Generate two random numbers with constraints
This assumes uniform distribution. See answer by @JimBaldwin for discussion on limitations (implicit assumptions) of my answer.
Answer
region = ImplicitRegion[0.5 < q < 1. && 0.5 < p < 0.5/q, {p, q}];
RandomPoint[region]
(* {0.793318, 0.550934} *)
Visual
Show[
RegionPlot[region]
, ListPlot[RandomPoint[region, 1000], PlotStyle -> Red]
]
Documentation
We are using ImplicitRegion
And RandomPoint
The question does not state an essential piece of information which is the joint distribution of $p$ and $q$. All of the previous answers (so far) jump to a solution without making the joint distribution explicit (at least prior to what one sees in the code and the resulting figures).
The answers using regions assume that $p$ and $q$ have uniform distributions, $U(0.5,1)$, but they are restricted to the region $0.5 \le p \le 1$, $0.5 \le q \le 1$, and ${1\over{2q}}>p$.
The other answer given is that $p\sim U(0.5,1)$ and $q|p\sim U(0.5,{1\over{2p}}))$.
There is no reason why one couldn't have $p\sim 0.5+0.5\,\mathrm{Beta}(\alpha,\beta)$ with $q|p\sim U(0.5,{1\over{2p}})$. A random sample from a linear function of a beta random variable is also a legitimate random sample.
The question most likely is about restricting two independent random variables from uniform distributions to a region, but that should be made explicit.
Addition: Doing it the hard way
Using regions and RandomPoint
is the way to go as @rhermans describes (especially if the region of interest is not simple). But if you want to go about it in a brute force way, here is an option.
First we assume that without the additional restrictions that $p$ and $q$ are independently distributed on $U(0.5,1)$. The joint probability density function in the square of interest is
f[p_, q_] := 4
Now determine the joint probability density when $0.5\le p<1/(2q)\le 1$:
c = Integrate[f[p, q], {q, 1/2, 1}, {p, 1/2, 1/(2 q)}];
g[p_, q_] := f[p, q]/c
(* 4/(-1 + Log[4]) *)
Find the marginal probability density function for $p$:
gp[p_] := FullSimplify[Integrate[g[p, q], {q, 1/2, 1/(2 p)}]]

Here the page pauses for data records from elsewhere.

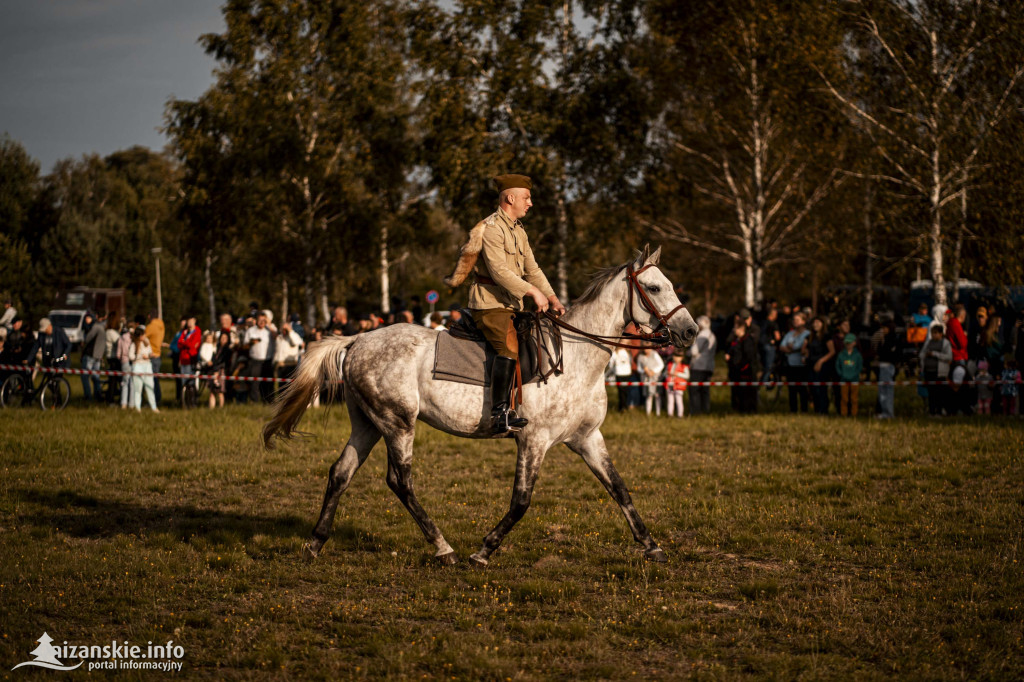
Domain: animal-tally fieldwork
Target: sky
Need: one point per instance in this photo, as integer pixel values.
(84, 76)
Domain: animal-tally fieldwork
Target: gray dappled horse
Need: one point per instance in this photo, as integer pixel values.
(388, 385)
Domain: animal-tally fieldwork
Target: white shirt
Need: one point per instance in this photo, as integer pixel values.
(258, 350)
(288, 348)
(206, 352)
(144, 351)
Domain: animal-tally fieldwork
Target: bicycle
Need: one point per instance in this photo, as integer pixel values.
(53, 391)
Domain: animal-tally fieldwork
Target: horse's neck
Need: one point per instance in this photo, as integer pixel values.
(603, 316)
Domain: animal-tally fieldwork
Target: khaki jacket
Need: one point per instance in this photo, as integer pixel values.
(506, 258)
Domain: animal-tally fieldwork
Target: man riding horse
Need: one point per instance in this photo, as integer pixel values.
(505, 275)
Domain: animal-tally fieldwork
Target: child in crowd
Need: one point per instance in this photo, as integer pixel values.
(1011, 387)
(650, 366)
(984, 384)
(849, 365)
(677, 378)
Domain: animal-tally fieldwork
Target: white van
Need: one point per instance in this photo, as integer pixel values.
(72, 323)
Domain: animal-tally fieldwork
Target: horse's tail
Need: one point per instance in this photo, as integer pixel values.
(321, 365)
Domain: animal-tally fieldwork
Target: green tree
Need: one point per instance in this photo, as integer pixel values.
(537, 87)
(937, 80)
(744, 151)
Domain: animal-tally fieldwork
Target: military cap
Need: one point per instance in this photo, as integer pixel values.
(512, 180)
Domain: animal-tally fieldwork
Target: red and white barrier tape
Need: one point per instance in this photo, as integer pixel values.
(768, 384)
(159, 375)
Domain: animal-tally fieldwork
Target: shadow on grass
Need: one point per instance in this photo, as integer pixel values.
(87, 516)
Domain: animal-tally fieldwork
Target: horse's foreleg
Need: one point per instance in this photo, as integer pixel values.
(527, 468)
(593, 451)
(399, 479)
(365, 435)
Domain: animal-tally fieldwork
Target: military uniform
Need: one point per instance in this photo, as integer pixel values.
(502, 280)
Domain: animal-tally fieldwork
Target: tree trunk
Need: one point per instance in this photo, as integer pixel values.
(385, 278)
(325, 307)
(561, 249)
(208, 282)
(307, 294)
(935, 237)
(814, 287)
(284, 300)
(958, 246)
(869, 260)
(711, 294)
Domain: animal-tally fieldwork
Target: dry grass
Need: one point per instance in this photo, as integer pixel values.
(798, 546)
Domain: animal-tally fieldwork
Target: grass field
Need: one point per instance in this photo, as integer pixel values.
(798, 547)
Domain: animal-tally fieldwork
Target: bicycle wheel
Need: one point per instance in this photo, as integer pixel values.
(13, 388)
(54, 393)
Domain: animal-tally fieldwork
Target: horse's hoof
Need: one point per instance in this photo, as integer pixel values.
(656, 555)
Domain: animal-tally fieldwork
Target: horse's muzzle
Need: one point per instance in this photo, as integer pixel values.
(685, 338)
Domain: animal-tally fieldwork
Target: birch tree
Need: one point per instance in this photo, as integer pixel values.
(741, 129)
(938, 76)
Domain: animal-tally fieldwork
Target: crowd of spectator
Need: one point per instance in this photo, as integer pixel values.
(237, 349)
(970, 365)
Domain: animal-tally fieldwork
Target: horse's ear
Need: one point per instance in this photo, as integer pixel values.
(654, 257)
(642, 256)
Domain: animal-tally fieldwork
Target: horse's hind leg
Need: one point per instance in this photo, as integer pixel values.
(593, 451)
(527, 467)
(365, 435)
(399, 479)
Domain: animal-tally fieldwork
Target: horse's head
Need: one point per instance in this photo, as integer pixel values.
(653, 300)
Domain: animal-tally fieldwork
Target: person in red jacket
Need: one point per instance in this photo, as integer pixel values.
(188, 343)
(954, 333)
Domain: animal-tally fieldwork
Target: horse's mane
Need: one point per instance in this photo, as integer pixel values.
(601, 279)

(* 2(1-p)/(p*(-1+Log[4])) *)
Now find the conditional distribution of $q$ given $p$ (which is just a uniform distribution on $0.5$ to $1/(2p)$):
gqGivenp[q_, p_] := g[p, q]/gp[p]
(* 2p/(1-p) *)
Define a ProbabilityDistribution
for $p$:
dp = ProbabilityDistribution[gp[p], {p, 1/2, 1}];
Finally, generate a set of bivariate random samples:
n = 5000; (* Number of samples *)
rp = RandomVariate[dp, n];
rq = 0.5 + RandomReal[1, n]*(1/(2 rp) - 0.5);
Plotting the results we have
ListPlot[Transpose[{rp, rq}], PlotRange -> {{0.5, 1}, {0.5, 1}}, AspectRatio -> 1]
This approach might also be successful when the original joint probability function is a bit more complex.
Perhaps more a comment: note differences:
r = RandomReal[{0.5, 1}, {10000, 2}];
Show[ListPlot[Sort@GatherBy[r, Times @@ # < 0.5 &],
PlotStyle -> {{Red}, Blue}],
Plot[1/(2 x), {x, 0.5, 1}, PlotStyle -> Green], Frame -> True]
compared with:
ListPlot[{#, RandomReal[{0.5, 1/(2 #)}]} & /@
RandomReal[{0.5, 1}, 10000], PlotStyle -> Red, Frame -> True]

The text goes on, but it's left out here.